The oldest child of Dr. Landon Marion Timmonds and Jane Mandeville Tichenor, was born in Knoxville, Iowa, on May 12, 1853, less than a year after his parents moved there. Most of his life was spent in Missouri, growing up in Lamar and the general Barton County area where he was "Principal of Public Schools" for one term (seemingly at the young age of only 19 or 20), then marrying Katherine Faust in 1873 and moving to neighboring Cedar County, where he became editor (and printer) of the “Stockton Journal” from 1873 to 1878.
Even prior to his marriage and work as a journalist, H. C. Timmonds (called "Carroll" by his friends) had been interested in the law, and had read law under a local Lamar attorney. He continued to study the subject while producing the newspaper and while Superintendent of Stockton Schools for two years. Finally, after studying under Judge D. P. Stratton, he was admitted to the Stockton bar in 1880, becoming a lawyer. (His third child, the first after his being admitted to the bar, was Reba Stratton Timmonds, presumably so named as to honor Judge Stratton.) After passing the bar, Henry Carroll Timmonds moved back to Lamar, and set up legal offices with several other local attorneys, becoming Prosecuting Attorney for Barton County for two terms.
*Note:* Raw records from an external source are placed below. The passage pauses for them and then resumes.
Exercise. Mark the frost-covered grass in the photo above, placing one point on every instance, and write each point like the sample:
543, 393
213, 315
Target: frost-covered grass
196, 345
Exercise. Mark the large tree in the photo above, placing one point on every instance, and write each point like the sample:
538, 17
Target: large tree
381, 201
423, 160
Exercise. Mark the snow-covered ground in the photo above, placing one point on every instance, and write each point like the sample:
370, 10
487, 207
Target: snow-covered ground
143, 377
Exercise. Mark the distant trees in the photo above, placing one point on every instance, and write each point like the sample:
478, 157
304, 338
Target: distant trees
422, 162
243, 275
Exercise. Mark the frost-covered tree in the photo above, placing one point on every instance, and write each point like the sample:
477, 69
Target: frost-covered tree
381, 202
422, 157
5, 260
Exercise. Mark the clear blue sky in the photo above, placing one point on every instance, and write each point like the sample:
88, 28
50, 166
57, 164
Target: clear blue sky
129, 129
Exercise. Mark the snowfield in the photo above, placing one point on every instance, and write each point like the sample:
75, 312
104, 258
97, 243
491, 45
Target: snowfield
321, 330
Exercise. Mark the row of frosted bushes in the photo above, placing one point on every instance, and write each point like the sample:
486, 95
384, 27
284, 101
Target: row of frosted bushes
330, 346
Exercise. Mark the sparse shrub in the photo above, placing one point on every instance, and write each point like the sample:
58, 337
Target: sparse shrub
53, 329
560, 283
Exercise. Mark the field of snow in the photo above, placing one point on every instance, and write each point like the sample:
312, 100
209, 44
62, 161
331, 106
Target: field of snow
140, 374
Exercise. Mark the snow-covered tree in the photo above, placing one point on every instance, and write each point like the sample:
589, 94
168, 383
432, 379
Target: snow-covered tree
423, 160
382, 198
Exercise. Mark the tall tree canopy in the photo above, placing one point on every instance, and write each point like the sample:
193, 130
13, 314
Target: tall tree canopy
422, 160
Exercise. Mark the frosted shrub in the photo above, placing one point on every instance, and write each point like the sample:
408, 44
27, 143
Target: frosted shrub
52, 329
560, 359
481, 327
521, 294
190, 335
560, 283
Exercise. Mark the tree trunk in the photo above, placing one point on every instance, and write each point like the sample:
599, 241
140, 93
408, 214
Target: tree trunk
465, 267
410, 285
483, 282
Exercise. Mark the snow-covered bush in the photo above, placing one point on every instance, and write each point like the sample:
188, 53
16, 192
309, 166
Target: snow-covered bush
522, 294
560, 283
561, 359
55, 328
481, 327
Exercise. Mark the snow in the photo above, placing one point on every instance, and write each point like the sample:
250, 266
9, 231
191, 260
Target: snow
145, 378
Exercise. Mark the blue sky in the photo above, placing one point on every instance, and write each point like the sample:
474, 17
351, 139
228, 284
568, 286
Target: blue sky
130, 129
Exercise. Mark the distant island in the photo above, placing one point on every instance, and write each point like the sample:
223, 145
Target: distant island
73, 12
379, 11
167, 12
After a few years, he entered politics, running as a Democrat for the office of representative to the state legislature from Barton County, to which he was elected in 1887. He served in the thirty-fourth Missouri General Assembly, and was on the Judicial Committee.
Several years after his career as a legislator ended he was elected Judge of the Twenty-sixth Judicial Circuit Court, a position he held for about five years. After that time he was usually called Judge Timmonds. During his years as a judge, Henry Carroll Timmonds tried one case which involved much local and even some national interest, one of the so-called "boodle" trials. These cases involved several state senators who had solicited "boodle" (bribe money) in exchange for their votes. Oddly, this was not contrary to any Missouri statute at the time. Judge Timmonds, though, found Senator W. P. Sullivan guilty under the common law, and the senator was convicted and fined, thus setting a significant precedent.
Judge Timmonds moved to Kansas City, Missouri, in 1905, becoming a law partner of U. S. Senator William Warner. He was injured in a carriage accident that killed his wife, Katherine "Kate" Faust, in 1909, but remarried the next year, to Anastasia Murray. He died on July 4, 1913.